Consider that Europe is the second-largest market for American exports—accounting for 28 per cent of all U.S. exports, just behind Mexico and Canada (31 per cent combined)—and keep in mind that Canada is a NATO member.
Consider the SAIS study, which reports that European companies employ 5.3 million people in the U.S.
Consider the CSIS study, which warns that if Washington withdraws from NATO, U.S. exports would fall 16.1%, and U.S. GDP would fall 4 per cent.
Or consider that in the 76 years before World War II—before America began building an interconnected latticework of alliances—America’s per-capita GDP increased by 136 per cent. In the 76 years between the end of World War II and 2021, America’s per-capita GDP increased by 320 per cent. The postwar alliance system, with NATO at its core, is not the only factor here, of course. Lower tariffs, higher productivity, the rise and growth of the free world, and the decline and fall of the communist bloc played a role as well. But many of these factors were a function of the security and stability assured by NATO and other free-world alliances.
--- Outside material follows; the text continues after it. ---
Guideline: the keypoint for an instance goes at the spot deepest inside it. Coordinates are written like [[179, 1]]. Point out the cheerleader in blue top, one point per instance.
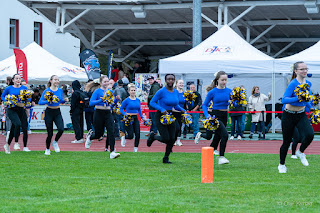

The “myth is that our allies are making us poor by free-riding on our military expenditures,” the late Gen. William Odom, former director of the National Security Agency, observed. Countering NATO’s critics in his day—and the America First caucus of today—he asked, “How are we to explain that the United States has gotten richer than its allies? Proponents of this argument cannot explain why. They fail to realize that our military alliances, by lowering transaction costs, have facilitated the vast increases in international trade from which the United States profits enormously.”
To borrow a popular phrase, NATO isn’t a “bad deal” for America. Giving Western Europe’s free governments and free economies the space to rebuild created markets for U.S goods and services; bolstered Western Europe against communism; laid the foundation for a European free-trade zone; and transformed Europe from an incubator of world wars into a partnership of prosperity. Forging a free Germany and bringing it under the NATO umbrella rechanneled its energies away from military expansion—and reassured its neighbors. Nurturing free-market democracies in Eastern Europe and welcoming them into the NATO fold rescued them from devolving into failed states and shielded them from the hell Ukraine is enduring.
Concerns
President George H.W. Bush compared NATO to “an insurance policy… against the kinds of conflagrations that we’ve seen in the past.”
For the U.S., NATO serves as a hedge against disaster and diminishes the likelihood of the very worst of the worst-case scenarios: another European conflict triggering another global war. For the rest of the alliance, NATO is a security guarantee backed by the United States. Without that guarantee, there’s no security, as history has a way of reminding those on the outside looking in, from Cold War Hungary to post-Cold War Ukraine.
Like all insurance policies, there are costs associated with NATO. IISS estimates that U.S. expenses for defense in Europe range between 5.1 per cent and 5.5 per cent of the Pentagon’s budget. For FY2026, that translates into $44.6 billion, which is a lot of money. However, too many Americans overlook what’s gained in exchange for that insurance premium: an outer ring of security, diplomatic and military partnerships that bolster U.S. power, a Europe reinforced against invasion, and, as discussed, the vast economic benefits that flow from these realities.
All of this raises concerns about Washington’s recent approach to NATO. The Trump administration has engaged in military coercion against Denmark and economic coercion against Canada; informed NATO’s eastern flank of plans to phase out funding for military hardware where it’s most needed; publicly berated allies; stood aside when Poland came under Russian drone attack; reduced the number of assets available to NATO and in Europe; and questioned the need for NATO. Members of Congress have even introduced legislation to withdraw from NATO.
If the people behind these policies think it’s difficult (and expensive) to deter our enemies, protect our interests, and promote our prosperity with NATO intact, wait until it’s gone.